Черты же Хрипаткова отражали благородное негодование: ну подумаешь, слегка ошибся. Ну подумаешь, пройдут люди чуть лишнего… Тем лучше узнают их горы. Узнают, как ходят по горам настоящие люди, туристы и столбисты, а не какие-то там поганые, презренные геологи. Ну подумаешь, придется ночевать черт знает где… Ну и что?! Есть из-за чего шуметь. Пустяки, дело житейское, и все равно ведь все знают, что компас придумали идиоты, что ходить по тайге умеют только столбисты, и что нечего детей учить всяким типам с компасами и с геологическими молотками… Именно это и отражали его черты вместе с самым легким оттенком смущения.

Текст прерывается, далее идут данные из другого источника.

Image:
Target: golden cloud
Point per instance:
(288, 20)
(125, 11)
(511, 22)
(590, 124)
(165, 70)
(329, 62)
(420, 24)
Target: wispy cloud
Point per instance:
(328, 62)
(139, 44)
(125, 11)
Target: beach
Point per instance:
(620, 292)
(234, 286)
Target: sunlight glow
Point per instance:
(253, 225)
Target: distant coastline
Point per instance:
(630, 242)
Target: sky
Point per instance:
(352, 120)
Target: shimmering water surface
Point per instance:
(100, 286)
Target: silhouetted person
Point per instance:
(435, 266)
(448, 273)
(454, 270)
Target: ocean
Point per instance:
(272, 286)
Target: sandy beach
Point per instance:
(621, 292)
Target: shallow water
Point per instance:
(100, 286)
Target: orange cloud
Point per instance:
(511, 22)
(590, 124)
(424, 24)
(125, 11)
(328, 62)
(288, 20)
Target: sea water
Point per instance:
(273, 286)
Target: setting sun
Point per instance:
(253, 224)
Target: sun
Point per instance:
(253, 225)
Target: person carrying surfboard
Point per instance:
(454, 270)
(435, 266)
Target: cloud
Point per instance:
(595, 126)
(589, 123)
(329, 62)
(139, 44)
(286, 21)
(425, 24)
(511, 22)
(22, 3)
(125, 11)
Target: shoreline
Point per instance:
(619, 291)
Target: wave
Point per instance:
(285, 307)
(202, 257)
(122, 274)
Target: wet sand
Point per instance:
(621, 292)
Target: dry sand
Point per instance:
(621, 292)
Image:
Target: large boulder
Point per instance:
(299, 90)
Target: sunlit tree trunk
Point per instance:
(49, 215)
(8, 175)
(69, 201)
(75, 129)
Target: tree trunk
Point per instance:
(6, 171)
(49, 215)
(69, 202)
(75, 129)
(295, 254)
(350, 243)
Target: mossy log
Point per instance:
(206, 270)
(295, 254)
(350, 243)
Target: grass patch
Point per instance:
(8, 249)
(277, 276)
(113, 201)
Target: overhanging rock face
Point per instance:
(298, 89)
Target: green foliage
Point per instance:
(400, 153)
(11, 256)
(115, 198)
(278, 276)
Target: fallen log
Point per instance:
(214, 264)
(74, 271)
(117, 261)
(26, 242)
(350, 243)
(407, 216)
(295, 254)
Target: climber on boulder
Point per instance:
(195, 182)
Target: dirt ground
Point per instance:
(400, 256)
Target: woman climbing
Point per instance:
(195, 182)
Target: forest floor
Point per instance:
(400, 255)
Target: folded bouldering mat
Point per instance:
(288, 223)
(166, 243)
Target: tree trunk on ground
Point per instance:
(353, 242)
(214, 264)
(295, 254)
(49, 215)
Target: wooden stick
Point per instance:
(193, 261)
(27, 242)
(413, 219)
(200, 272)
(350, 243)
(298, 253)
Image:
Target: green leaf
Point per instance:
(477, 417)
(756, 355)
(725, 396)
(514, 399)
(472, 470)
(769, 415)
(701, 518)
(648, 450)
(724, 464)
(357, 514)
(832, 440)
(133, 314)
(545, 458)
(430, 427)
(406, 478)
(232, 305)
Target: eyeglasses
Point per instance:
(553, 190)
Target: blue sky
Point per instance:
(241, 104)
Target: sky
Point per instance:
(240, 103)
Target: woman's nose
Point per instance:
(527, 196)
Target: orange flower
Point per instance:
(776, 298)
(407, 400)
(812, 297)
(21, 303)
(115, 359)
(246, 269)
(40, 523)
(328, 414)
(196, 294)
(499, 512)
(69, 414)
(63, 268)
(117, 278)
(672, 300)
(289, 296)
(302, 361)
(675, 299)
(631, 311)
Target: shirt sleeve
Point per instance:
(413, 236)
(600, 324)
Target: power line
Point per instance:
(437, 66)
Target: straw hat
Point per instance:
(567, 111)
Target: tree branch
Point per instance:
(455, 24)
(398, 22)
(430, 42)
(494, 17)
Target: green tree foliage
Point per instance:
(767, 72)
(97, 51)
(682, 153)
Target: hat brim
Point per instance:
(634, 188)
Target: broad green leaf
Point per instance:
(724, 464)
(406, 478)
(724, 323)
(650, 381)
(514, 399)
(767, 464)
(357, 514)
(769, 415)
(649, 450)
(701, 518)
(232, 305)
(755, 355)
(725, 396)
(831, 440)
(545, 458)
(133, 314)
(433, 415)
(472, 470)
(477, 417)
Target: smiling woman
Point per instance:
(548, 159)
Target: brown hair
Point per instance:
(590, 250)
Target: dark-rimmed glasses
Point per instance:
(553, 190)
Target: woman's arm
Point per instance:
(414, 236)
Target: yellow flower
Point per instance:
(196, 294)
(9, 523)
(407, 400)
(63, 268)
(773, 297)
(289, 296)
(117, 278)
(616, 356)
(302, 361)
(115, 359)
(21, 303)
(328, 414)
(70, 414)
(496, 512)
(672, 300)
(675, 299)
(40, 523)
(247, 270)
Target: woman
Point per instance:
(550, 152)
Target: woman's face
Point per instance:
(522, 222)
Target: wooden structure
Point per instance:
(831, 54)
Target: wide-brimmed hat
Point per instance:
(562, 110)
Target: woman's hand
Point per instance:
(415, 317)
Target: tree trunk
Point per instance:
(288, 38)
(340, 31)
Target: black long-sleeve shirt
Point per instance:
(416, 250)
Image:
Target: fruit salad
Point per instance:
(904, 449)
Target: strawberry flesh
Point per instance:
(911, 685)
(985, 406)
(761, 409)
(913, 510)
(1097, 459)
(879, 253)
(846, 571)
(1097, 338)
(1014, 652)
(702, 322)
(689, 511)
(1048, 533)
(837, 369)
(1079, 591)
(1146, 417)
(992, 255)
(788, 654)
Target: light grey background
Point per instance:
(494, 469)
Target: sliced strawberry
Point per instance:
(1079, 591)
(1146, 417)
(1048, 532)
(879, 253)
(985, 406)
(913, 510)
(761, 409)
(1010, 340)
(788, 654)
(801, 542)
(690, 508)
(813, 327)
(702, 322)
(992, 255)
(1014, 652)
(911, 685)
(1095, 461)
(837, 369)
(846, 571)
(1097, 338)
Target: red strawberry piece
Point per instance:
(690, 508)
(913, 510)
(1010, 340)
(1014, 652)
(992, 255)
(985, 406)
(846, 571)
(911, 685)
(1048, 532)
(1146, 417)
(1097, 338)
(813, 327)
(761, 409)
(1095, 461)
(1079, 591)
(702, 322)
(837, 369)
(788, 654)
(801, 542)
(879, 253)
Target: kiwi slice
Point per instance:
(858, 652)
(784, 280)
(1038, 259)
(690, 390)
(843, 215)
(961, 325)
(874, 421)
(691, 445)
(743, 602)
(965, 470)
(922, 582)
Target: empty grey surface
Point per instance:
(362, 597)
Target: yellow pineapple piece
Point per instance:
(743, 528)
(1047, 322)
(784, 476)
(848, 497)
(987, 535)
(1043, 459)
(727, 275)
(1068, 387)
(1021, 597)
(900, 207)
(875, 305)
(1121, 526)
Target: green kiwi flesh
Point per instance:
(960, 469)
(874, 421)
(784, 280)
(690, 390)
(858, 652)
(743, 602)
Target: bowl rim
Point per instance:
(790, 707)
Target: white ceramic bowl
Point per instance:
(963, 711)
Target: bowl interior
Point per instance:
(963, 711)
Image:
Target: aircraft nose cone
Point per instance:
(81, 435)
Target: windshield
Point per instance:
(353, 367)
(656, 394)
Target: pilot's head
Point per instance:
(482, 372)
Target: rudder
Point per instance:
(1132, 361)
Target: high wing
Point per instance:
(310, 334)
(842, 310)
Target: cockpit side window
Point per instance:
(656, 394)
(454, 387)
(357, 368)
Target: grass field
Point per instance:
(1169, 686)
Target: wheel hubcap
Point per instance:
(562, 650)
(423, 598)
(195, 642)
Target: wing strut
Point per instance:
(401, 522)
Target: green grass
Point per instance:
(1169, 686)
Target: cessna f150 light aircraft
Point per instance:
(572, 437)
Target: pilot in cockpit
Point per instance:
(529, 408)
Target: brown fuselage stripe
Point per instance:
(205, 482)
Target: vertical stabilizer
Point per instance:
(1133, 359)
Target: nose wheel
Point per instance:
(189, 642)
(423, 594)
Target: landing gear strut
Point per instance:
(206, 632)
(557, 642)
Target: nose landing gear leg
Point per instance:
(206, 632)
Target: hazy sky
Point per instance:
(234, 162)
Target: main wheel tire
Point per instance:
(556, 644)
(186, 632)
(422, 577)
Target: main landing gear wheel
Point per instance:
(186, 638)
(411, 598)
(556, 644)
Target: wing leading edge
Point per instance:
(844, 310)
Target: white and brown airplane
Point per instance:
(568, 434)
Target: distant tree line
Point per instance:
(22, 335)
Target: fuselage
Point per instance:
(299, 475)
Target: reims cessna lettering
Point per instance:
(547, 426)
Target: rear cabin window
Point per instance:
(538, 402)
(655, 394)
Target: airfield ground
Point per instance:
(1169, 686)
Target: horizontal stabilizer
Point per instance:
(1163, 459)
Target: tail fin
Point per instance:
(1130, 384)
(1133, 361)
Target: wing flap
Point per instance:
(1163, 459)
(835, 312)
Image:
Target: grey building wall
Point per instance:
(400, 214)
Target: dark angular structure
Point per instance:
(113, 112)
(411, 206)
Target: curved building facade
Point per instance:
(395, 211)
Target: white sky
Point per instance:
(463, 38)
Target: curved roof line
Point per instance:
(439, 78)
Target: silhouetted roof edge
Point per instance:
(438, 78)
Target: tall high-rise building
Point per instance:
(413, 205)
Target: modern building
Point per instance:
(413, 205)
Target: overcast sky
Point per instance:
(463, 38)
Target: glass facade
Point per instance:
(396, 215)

Стали ставить лагерь. Три палатки, слава Богу, спальники хорошие у всех. Под кронами кедров зашумел костерок, забулькала пахнущая тиной и лягушками подозрительная вода.
Стоячее болотце оказалось единственным местом, где вообще была вода. Найти такое место в здешней влажной тайге, полной замечательной воды, — это само по себе достижение, как высказался Махалов.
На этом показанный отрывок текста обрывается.